In the Subtle Knife, we pick up Lyra Silvertongue‘s story almost immediately after the events of the first book (see my review here). But (and this is a big butt for me) we are initially introduced to an entirely new character: William Parry.
Will is a very disturbed youngster. After giving his deranged mother away to his piano teacher and killing an intruder, he goes off on a quest to find his father, slipping into another world and into Lyra’s path.
Just that bit alone gave me pause. It was like…are you serious? This kid does all this himself? And he does so with the focus of a psychopath?

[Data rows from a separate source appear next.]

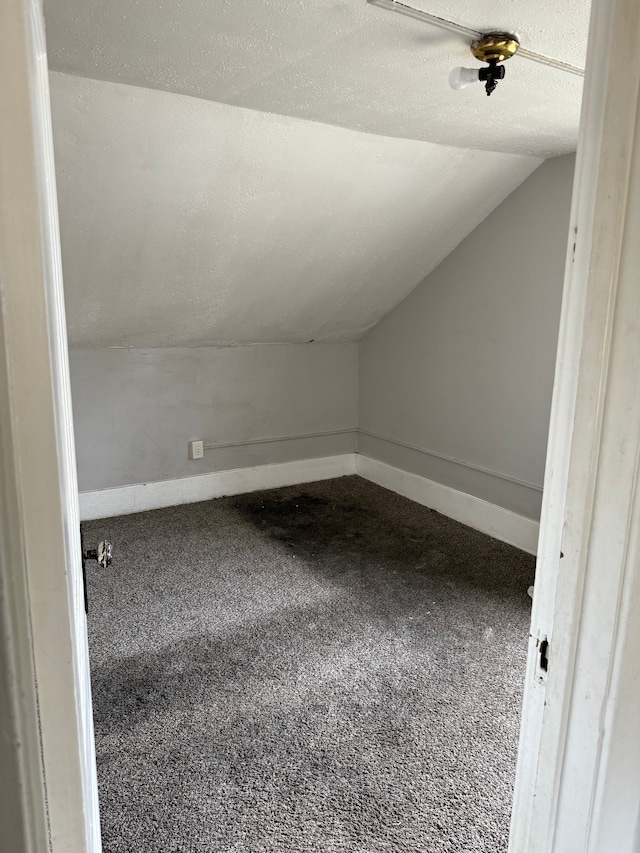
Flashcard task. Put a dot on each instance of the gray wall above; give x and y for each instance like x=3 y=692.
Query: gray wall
x=136 y=409
x=463 y=367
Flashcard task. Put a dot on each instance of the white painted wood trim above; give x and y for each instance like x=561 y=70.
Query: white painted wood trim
x=452 y=459
x=575 y=788
x=38 y=439
x=144 y=496
x=491 y=519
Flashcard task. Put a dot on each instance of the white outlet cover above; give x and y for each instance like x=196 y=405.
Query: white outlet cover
x=196 y=449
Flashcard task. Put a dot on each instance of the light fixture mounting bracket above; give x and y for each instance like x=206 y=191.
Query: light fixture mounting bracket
x=495 y=47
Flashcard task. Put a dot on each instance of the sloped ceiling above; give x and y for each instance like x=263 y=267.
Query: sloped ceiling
x=233 y=172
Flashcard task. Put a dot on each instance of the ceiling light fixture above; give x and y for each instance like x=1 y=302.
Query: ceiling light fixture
x=474 y=35
x=492 y=48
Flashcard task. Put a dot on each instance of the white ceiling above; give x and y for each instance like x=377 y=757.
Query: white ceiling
x=261 y=171
x=186 y=222
x=339 y=62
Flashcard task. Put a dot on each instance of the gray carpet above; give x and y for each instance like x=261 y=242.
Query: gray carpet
x=326 y=667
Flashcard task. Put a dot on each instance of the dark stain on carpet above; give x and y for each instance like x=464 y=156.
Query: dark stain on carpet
x=318 y=668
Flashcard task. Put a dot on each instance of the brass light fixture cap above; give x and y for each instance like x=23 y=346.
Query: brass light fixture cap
x=495 y=47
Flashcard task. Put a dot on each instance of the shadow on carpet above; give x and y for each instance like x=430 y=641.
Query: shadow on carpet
x=327 y=667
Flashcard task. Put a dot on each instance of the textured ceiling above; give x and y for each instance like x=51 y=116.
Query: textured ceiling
x=186 y=222
x=342 y=62
x=234 y=171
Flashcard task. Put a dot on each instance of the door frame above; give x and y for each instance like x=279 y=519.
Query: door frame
x=578 y=756
x=39 y=498
x=576 y=783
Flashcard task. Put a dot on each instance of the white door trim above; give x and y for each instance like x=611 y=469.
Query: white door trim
x=36 y=414
x=573 y=714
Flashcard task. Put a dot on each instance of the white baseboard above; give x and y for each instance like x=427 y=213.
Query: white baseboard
x=144 y=496
x=495 y=520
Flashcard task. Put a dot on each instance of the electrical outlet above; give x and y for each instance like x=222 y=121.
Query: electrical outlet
x=196 y=449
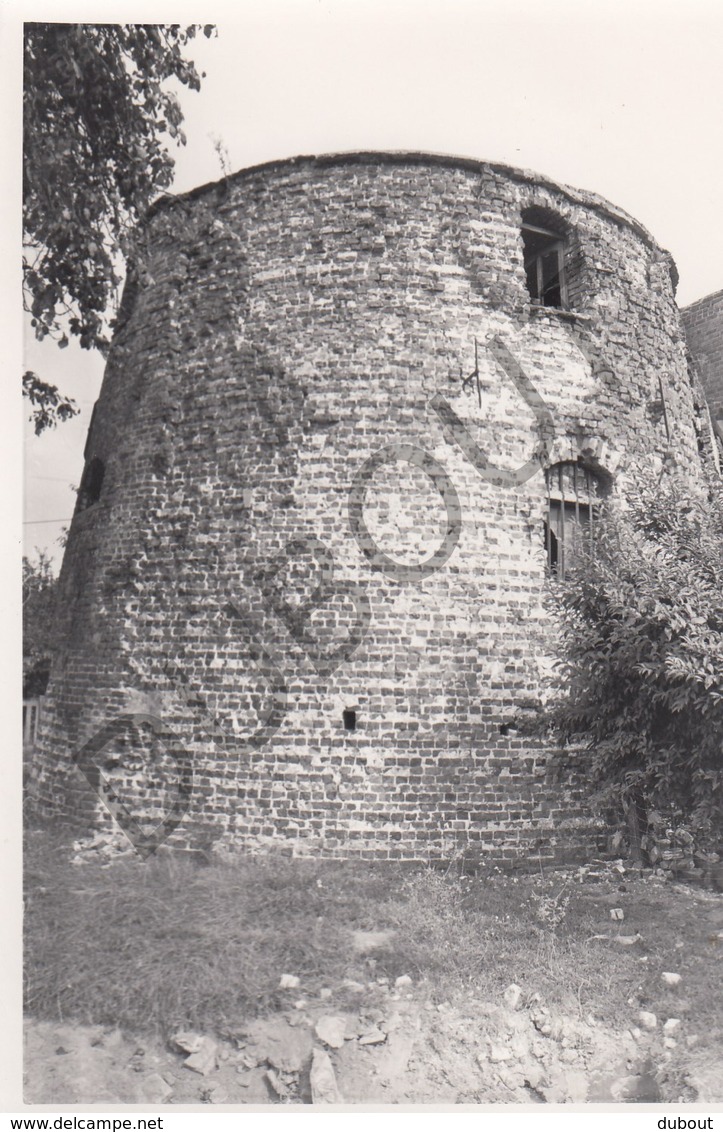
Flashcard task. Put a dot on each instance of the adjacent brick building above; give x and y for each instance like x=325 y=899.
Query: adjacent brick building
x=358 y=408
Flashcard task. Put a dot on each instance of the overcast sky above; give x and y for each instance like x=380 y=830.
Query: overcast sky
x=619 y=97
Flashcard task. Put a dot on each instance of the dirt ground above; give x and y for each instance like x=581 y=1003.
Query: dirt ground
x=382 y=1044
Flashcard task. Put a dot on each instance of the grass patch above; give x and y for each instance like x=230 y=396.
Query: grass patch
x=151 y=946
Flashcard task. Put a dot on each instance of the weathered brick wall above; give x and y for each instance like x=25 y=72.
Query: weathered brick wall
x=285 y=326
x=703 y=324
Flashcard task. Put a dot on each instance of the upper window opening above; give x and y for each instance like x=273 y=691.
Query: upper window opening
x=543 y=250
x=92 y=483
x=574 y=498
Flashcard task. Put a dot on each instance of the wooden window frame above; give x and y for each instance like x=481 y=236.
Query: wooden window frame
x=556 y=243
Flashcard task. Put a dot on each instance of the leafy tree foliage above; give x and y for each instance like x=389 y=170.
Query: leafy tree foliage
x=96 y=119
x=39 y=598
x=643 y=655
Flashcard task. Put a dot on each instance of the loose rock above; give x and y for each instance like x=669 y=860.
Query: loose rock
x=204 y=1061
x=323 y=1081
x=187 y=1042
x=330 y=1029
x=513 y=996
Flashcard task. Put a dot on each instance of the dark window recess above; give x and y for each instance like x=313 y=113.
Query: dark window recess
x=92 y=483
x=544 y=265
x=574 y=498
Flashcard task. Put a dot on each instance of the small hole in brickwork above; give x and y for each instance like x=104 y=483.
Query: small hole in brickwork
x=91 y=483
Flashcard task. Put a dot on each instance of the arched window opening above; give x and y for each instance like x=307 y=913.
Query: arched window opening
x=92 y=483
x=543 y=253
x=574 y=498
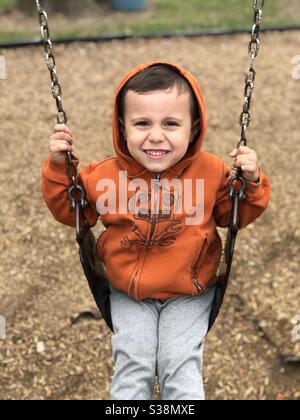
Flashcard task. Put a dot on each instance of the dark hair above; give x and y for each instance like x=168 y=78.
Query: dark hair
x=159 y=77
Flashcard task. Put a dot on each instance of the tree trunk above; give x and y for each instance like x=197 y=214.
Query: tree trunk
x=67 y=7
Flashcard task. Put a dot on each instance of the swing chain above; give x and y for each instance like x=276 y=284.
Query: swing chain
x=78 y=203
x=237 y=183
x=245 y=117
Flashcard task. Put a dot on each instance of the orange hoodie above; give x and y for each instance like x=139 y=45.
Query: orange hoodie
x=157 y=255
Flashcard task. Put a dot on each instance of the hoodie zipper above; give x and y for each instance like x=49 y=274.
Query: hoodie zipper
x=133 y=287
x=154 y=216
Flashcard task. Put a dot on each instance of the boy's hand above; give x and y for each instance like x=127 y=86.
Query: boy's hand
x=246 y=159
x=61 y=141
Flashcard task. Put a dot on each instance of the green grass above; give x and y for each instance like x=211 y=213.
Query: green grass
x=172 y=15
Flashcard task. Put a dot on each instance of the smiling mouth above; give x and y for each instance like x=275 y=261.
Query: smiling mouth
x=156 y=153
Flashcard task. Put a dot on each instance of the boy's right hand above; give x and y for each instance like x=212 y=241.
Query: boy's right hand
x=61 y=141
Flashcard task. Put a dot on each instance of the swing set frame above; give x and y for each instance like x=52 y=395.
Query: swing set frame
x=92 y=265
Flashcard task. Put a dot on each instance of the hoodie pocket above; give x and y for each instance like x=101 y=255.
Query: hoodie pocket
x=100 y=244
x=198 y=286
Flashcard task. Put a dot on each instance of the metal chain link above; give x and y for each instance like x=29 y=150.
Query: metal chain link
x=245 y=117
x=238 y=184
x=71 y=167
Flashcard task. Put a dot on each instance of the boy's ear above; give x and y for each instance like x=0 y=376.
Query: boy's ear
x=122 y=128
x=196 y=129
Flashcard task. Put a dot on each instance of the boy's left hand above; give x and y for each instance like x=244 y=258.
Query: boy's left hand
x=246 y=159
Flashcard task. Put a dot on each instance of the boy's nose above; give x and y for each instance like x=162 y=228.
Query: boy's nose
x=156 y=136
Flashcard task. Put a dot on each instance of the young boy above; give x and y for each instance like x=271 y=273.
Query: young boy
x=161 y=262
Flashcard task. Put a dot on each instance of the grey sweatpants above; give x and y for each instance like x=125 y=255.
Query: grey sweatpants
x=159 y=338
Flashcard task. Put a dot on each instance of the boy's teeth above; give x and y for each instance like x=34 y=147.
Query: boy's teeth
x=155 y=153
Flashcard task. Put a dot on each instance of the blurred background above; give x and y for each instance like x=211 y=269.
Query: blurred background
x=98 y=17
x=56 y=347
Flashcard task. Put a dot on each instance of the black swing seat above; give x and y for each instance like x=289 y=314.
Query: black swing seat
x=95 y=273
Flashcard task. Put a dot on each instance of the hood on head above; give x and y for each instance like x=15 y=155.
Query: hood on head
x=127 y=162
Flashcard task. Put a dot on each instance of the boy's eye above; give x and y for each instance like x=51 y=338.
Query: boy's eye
x=167 y=123
x=171 y=123
x=142 y=123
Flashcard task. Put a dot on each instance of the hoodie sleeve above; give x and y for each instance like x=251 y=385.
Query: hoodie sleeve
x=256 y=202
x=55 y=185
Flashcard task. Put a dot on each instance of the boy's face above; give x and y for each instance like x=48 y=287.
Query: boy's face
x=158 y=127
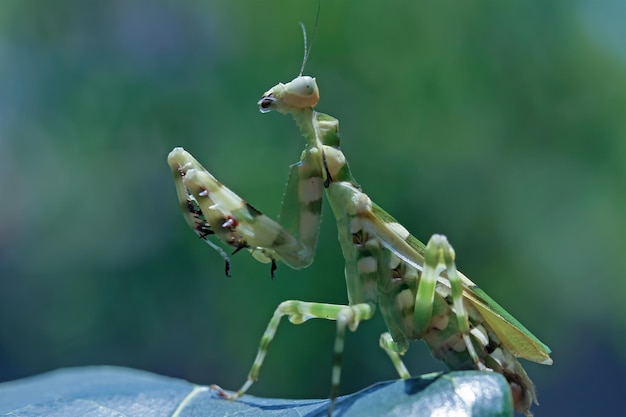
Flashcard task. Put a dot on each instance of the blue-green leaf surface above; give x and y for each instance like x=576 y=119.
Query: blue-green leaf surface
x=113 y=391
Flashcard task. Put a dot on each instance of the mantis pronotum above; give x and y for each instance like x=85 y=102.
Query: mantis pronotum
x=417 y=287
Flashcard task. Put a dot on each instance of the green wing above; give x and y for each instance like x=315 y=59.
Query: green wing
x=513 y=335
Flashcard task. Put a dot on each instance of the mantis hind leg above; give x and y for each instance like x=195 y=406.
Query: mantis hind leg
x=439 y=257
x=298 y=312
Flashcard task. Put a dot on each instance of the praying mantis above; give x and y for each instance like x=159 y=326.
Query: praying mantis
x=416 y=287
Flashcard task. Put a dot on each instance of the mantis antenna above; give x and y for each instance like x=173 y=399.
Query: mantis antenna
x=307 y=51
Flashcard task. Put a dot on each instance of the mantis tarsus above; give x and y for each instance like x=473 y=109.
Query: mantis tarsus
x=417 y=287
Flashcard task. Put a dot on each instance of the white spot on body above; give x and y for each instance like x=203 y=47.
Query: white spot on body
x=399 y=230
x=367 y=265
x=480 y=333
x=394 y=261
x=362 y=203
x=310 y=190
x=355 y=225
x=335 y=160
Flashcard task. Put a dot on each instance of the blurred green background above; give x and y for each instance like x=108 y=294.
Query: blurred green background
x=499 y=124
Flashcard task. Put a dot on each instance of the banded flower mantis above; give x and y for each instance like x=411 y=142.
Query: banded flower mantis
x=417 y=287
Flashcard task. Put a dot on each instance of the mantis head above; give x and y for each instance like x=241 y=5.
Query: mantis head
x=301 y=93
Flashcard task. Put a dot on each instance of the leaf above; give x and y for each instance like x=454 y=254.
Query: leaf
x=111 y=391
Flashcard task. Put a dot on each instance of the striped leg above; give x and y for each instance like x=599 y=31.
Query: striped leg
x=390 y=347
x=439 y=257
x=298 y=312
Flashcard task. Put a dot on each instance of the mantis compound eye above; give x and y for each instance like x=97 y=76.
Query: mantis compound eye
x=266 y=103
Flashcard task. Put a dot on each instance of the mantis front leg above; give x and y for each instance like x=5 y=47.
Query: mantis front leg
x=346 y=316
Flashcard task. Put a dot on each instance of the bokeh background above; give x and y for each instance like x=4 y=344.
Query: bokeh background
x=500 y=124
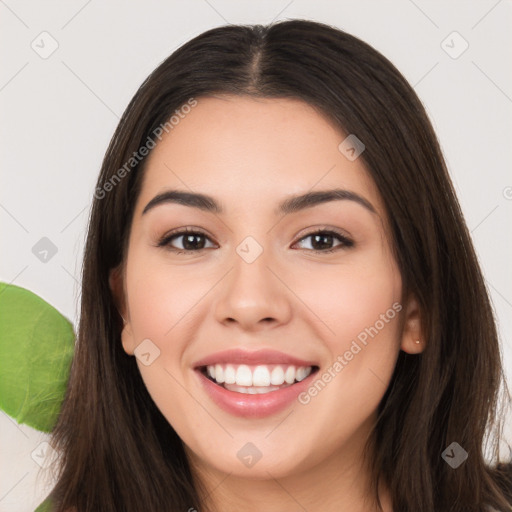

Okay. I’ll completely suspend any belief, and continue reading. I mean, I did so for Lyra’s story, why not for Will?
Well…it was easy to drop into Lyra’s world because I felt the author did a wonderful job of world building and immersing us in Lyra’s story. In the first book, we were introduced to her world gradually and since it was new to us, the idea of daemons, magic, and talking animals just passed right on through the bullshit sensors.
But, in The Subtle Knife, I could never cast off the sense that I just couldn’t buy this story. What really got me was how Lyra changed around Will. I won’t go into the feminist issues here, but suffice to say that it got my goat. Then there was this:
‘I can see people behind us,’ she (a witch) said. ‘They’re a long way back, but they’re moving quickly. Shall I go closer and look?’
‘Yes, do,’ said Lyra, ‘but fly low, and hide, and don’t let them see you.’
WTF? The dialogue above is between Lyra and a witch. A centuries old witch. A witch that has tailed and guarded Lyra’s skinny ass for the past few chapters. And now this little girl is telling the witch how to stay safe? I mean, yeah, the witch ends up getting caught by Lyra’s mother, but the exchange just didn’t sit right with me.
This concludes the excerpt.